Wiki-Camps is a convenient community-run app that helps you plan your next road trip with sights, attractions, parks, caravan parks, places to do laundry as well the aforementioned free places to stay but also provides information about the local haunts. Things such as whether it’s free for use or pay entry, what type of amenities are there, if it’s only accessible only with 4WD etc, are some of the things WikiCamps tells you.
It’s also great because it’s also has a lot of user input so you can see what others thought of the place and what their experience was with it or the people who ran it as to whether it would appeal to you to visit, the price of entry if there was one and so forth.
Not only will this app help you in numerous aspects of planning, whether you’re planning in advance or figuring it out as you go, but it’s completely useable offline. SCORE! You’ll never be stuck floundering for where to go next or where to stay the night and can plan where you are going to stay after the sun sets.
The only thing that I don’t like about WikiCamps is that the actual map itself is kind of tacky and awkward to read, (I use Maps.Me to find my way. See above) but the convenience of it and knowing where to go and helping me decide whether I should go there makes this app that’s available for many different countries worth the price it costs to buy.

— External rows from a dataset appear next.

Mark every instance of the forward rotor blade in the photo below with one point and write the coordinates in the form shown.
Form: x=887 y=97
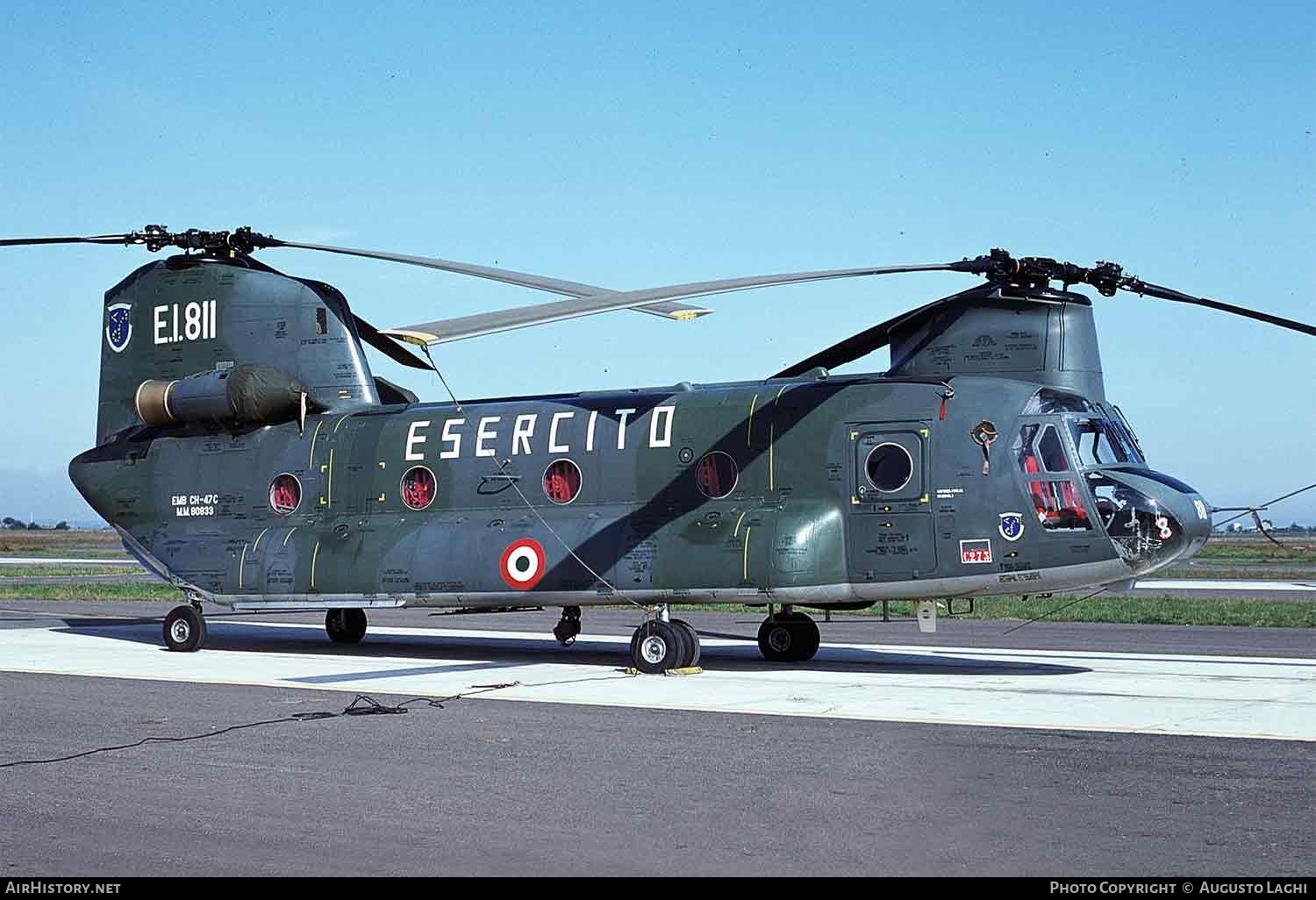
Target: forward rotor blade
x=386 y=345
x=676 y=311
x=855 y=346
x=1168 y=294
x=505 y=320
x=92 y=239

Make Time For The Unexpected
“Do you have to, do you have to let it linger.” Yes.
If you’re like me and like to plan to the nines, don’t throw it all out the window because you didn’t have enough time to thoroughly explore the area you are visiting or had to “everything is shuffling” your itinerary because you spent way too long at one place and had to forego the other.
Nothing sucks more than going to visit a place only to find that you won’t have time to check off all the things on your to-do list. A way to combat that is, if possible, is to allow yourself to have way too much time at each other the destinations and be flexible but not in a rush.
Sometimes places are unexpectedly beautiful, and you want to “take your time, don’t live too fast”, and in these places that will no doubt be seared into your mind as highlights of the trip, you really shouldn’t have to. But that’s usually when time slips away from us and messes with your schedule.
And hey, if it’s not that special, well you’ve got some time to burn. Perhaps you’ll come across something you weren’t expecting to and you can high tail it there and spontaneously experience that puppy, or you could head forth so you can have more time at your next destination, or maybe you’ll get stuck in a massive traffic jam or take too long to hike that trail you were a wee bit underprepared for, you never know.
Depending on the place your visiting, giving an hour or two leeway to deal with the uncertainty that comes with life and you should be able to see all the places you had intended on visiting without it having to mess up your itinerary too much.
These are some things I use and implement whenever I head out on an adventure, and they make the planning and the road trip so much easier and efficient, and I hope they do the same for you. Do you have some tips that make the planning of your road trips much better? Let me know in the comments or if you have tried some of the aforementioned, I’d like to know if they helped make your trip more convenient.